Vollkommen ungewöhnlich wäre diese Strategie allerdings nicht. Man kennt sie bereits aus dem Tierreich: So gibt es Vögel, die so lange am Hinterteil des Weibchens picken, bis dieses das Samenpaket des Vorgängers wieder ausscheidet. Und es gibt auch Fische, die mit der Schwanzflosse das Sperma des Rivalen wegwedeln. Und dann gibt es sogar eine Studie, die behauptet, dass auch die Form des – knochenlosen – menschlichen Penis darauf abgestimmt ist, andere Spermien zu beseitigen. Der Eichelkranz wirke durch seine Form wie ein Saugkolben, der das Sperma anderer Männer wieder herausbefördert, schrieb ein Team um den amerikanischen Forscher Gordon Gallup im Jahr 2004. Insofern wäre es nicht verwunderlich, wenn auch der Eisportionierer des Honigdachses dafür gemacht ist, die Suppe des Vorgängers auszulöffeln und dann den eigenen Saft ans Ziel zu bringen.

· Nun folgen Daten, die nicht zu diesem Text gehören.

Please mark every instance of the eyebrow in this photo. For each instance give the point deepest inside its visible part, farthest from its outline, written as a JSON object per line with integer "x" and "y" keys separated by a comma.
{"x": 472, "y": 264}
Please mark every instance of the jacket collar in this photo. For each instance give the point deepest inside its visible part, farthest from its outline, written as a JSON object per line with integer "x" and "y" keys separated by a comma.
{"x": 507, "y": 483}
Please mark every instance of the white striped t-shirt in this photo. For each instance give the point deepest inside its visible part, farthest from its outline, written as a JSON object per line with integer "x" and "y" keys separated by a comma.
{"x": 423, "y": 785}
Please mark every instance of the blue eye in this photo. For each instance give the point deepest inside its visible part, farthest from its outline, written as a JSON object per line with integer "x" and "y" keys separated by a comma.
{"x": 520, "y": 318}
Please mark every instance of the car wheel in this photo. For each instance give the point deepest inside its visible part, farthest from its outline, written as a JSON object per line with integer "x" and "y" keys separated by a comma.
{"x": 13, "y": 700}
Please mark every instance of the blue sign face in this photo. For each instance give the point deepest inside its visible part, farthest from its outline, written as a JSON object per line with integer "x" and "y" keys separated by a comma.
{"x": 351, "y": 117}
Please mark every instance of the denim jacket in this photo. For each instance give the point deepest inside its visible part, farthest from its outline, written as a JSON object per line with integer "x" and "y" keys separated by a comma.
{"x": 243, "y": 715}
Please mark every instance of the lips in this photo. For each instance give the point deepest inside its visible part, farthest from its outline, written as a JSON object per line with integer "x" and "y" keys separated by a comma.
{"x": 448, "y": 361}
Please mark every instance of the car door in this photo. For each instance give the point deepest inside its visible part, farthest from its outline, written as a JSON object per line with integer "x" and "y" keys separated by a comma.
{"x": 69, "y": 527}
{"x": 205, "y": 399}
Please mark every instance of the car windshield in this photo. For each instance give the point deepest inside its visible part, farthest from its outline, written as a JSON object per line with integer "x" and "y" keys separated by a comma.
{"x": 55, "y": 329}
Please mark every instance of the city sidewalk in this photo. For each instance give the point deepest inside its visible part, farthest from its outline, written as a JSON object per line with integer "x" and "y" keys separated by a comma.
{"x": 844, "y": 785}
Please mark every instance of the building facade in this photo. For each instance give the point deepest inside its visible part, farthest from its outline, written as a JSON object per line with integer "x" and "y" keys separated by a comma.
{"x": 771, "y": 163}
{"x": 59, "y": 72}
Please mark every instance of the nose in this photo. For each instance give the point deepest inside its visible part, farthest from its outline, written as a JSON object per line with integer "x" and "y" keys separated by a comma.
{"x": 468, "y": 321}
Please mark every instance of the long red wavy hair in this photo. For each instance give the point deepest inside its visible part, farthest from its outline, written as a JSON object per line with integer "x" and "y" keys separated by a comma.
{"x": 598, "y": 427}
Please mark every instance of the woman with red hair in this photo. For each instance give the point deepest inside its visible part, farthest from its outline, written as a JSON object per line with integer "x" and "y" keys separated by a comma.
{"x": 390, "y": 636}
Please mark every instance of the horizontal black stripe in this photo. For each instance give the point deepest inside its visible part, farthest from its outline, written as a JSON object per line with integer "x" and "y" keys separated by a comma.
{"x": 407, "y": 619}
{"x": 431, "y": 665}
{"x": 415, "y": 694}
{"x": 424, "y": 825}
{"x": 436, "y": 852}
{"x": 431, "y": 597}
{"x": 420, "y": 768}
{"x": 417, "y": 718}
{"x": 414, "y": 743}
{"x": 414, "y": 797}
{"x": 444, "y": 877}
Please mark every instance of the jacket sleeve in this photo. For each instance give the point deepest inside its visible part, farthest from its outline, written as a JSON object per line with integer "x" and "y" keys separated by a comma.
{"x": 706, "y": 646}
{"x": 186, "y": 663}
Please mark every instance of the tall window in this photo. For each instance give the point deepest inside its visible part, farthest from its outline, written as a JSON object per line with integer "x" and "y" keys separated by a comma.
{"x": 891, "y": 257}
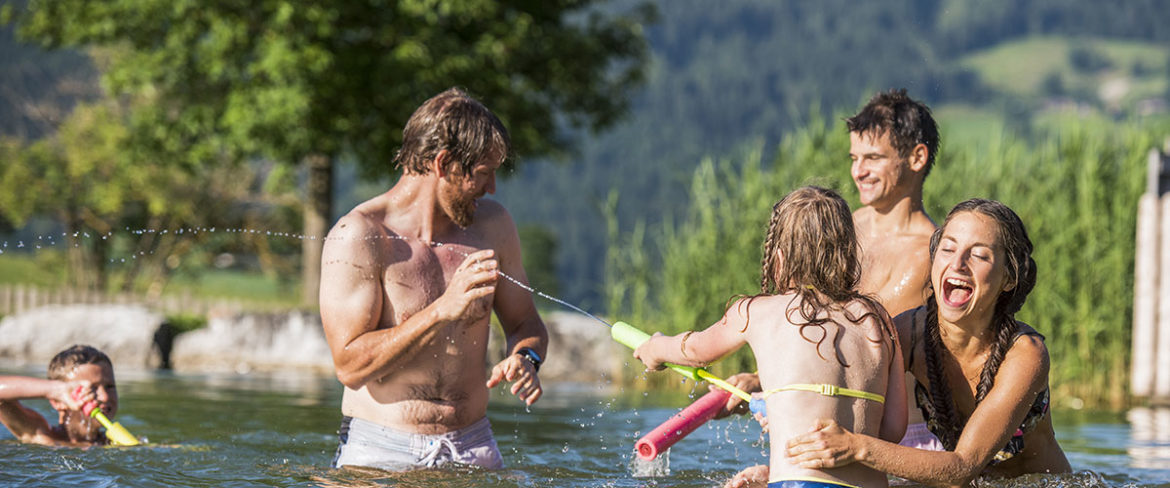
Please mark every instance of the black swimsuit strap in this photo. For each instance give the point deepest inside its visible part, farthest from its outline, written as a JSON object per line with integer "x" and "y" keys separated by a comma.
{"x": 914, "y": 336}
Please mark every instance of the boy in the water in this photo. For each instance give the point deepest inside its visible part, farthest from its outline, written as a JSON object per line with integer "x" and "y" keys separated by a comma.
{"x": 78, "y": 369}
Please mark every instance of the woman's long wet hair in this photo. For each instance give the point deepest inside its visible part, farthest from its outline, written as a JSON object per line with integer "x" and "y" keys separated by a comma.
{"x": 1012, "y": 239}
{"x": 812, "y": 229}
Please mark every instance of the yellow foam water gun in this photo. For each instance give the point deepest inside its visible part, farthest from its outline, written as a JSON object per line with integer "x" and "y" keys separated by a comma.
{"x": 117, "y": 434}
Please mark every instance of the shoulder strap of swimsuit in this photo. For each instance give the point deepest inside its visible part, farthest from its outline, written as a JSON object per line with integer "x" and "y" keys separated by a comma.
{"x": 914, "y": 336}
{"x": 830, "y": 391}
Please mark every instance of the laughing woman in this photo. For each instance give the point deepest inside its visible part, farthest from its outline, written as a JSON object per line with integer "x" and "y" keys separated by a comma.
{"x": 982, "y": 376}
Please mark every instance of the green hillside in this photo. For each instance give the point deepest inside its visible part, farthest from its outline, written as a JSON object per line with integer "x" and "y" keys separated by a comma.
{"x": 1116, "y": 74}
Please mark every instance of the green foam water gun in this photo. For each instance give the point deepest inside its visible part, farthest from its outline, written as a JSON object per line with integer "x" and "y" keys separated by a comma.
{"x": 631, "y": 337}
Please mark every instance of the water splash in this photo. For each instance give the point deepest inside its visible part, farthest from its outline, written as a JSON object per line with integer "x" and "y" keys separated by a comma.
{"x": 195, "y": 231}
{"x": 656, "y": 467}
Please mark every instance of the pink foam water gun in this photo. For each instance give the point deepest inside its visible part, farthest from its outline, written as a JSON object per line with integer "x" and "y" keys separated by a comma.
{"x": 117, "y": 434}
{"x": 682, "y": 424}
{"x": 686, "y": 421}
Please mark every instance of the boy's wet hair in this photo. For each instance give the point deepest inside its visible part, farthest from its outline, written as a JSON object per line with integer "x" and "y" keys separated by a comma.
{"x": 63, "y": 363}
{"x": 904, "y": 119}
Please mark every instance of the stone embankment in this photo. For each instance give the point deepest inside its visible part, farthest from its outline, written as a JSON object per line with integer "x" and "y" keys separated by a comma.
{"x": 137, "y": 338}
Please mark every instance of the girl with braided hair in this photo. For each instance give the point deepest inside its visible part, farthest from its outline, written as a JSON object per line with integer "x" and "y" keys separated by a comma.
{"x": 823, "y": 349}
{"x": 982, "y": 377}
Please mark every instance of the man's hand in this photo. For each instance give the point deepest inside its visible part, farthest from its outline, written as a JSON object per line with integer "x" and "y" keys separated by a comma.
{"x": 469, "y": 293}
{"x": 826, "y": 445}
{"x": 646, "y": 352}
{"x": 515, "y": 368}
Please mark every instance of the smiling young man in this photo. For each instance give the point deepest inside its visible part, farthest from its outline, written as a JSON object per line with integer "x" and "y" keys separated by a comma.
{"x": 408, "y": 284}
{"x": 893, "y": 143}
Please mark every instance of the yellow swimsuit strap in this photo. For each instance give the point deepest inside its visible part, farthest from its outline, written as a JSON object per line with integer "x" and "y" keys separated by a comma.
{"x": 830, "y": 391}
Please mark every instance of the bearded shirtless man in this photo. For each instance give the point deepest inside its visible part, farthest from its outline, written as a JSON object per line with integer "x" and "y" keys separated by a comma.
{"x": 410, "y": 280}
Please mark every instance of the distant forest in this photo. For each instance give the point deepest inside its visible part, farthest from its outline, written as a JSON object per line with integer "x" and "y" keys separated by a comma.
{"x": 725, "y": 77}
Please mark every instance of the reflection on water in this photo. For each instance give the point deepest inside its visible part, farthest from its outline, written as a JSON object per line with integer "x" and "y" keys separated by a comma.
{"x": 281, "y": 431}
{"x": 1150, "y": 438}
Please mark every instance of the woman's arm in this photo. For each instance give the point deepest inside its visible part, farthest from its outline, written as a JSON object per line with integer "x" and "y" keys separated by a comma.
{"x": 1023, "y": 375}
{"x": 894, "y": 418}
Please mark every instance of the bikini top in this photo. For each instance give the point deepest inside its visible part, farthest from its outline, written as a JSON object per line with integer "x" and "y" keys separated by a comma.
{"x": 828, "y": 391}
{"x": 1036, "y": 413}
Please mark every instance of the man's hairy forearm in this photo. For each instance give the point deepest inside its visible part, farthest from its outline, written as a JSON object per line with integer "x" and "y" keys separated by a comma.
{"x": 378, "y": 352}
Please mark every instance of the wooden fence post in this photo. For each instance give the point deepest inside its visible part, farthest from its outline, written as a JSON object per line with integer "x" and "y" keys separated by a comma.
{"x": 1150, "y": 350}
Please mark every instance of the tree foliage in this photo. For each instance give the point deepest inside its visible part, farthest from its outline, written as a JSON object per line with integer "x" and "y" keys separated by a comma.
{"x": 111, "y": 203}
{"x": 287, "y": 78}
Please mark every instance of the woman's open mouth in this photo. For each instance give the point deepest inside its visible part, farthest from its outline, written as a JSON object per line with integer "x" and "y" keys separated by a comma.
{"x": 957, "y": 293}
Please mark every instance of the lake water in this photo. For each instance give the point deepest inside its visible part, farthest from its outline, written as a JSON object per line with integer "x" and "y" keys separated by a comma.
{"x": 281, "y": 431}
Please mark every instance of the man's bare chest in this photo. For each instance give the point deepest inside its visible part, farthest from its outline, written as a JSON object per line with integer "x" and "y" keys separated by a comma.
{"x": 419, "y": 274}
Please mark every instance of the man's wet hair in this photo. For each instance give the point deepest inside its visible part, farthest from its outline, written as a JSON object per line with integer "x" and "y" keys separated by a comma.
{"x": 455, "y": 122}
{"x": 907, "y": 121}
{"x": 64, "y": 362}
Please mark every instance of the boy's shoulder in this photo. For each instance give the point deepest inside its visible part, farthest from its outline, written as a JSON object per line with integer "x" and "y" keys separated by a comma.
{"x": 28, "y": 426}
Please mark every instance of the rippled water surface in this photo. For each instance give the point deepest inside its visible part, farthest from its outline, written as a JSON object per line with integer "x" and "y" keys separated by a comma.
{"x": 281, "y": 431}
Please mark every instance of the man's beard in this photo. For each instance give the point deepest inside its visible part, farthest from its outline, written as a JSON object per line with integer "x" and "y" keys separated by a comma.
{"x": 461, "y": 210}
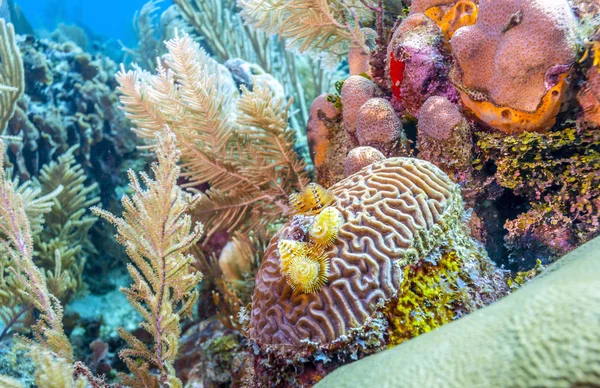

"Beim männlichen Konkurrenzkampf denken wir gewöhnlich an krachende Geweihe", fasst Brassey zusammen. "Aber wenn sich Weibchen mit mehreren Männchen paaren, dann gibt es eben ein Extralevel dieses Wettkampfs. Und der findet oft im Fortpflanzungstrakt der Weibchen statt." Ob auch der Penisknochen eine Waffe in diesem Wettkampf der Spermien sein kann, muss noch geklärt werden.

Am besten geht das, so Brassey, wenn man sich die Knochen in Aktion anschaue. Genau das macht die britische Zoologin nun: Sie hält einige Frettchen, die sie während der Paarungszeit mit einem Röntgenfilm aufnimmt. "Praktischerweise lassen sich diese Tiere von dem eher sterilen Ambiente während des Filmens gar nicht stören. Die fallen sofort übereinander her", sagt Brassey. Viel mehr darf sie darüber noch nicht erzählen, denn die Forschungsergebnisse sind noch nicht veröffentlicht. "Ich kann nur verraten, dass der Knochen sehr stark in Bewegung ist", sagt Brassey. Und man sieht ihr an, dass es ihr nicht ganz leicht fällt, zu allem weiteren zu schweigen.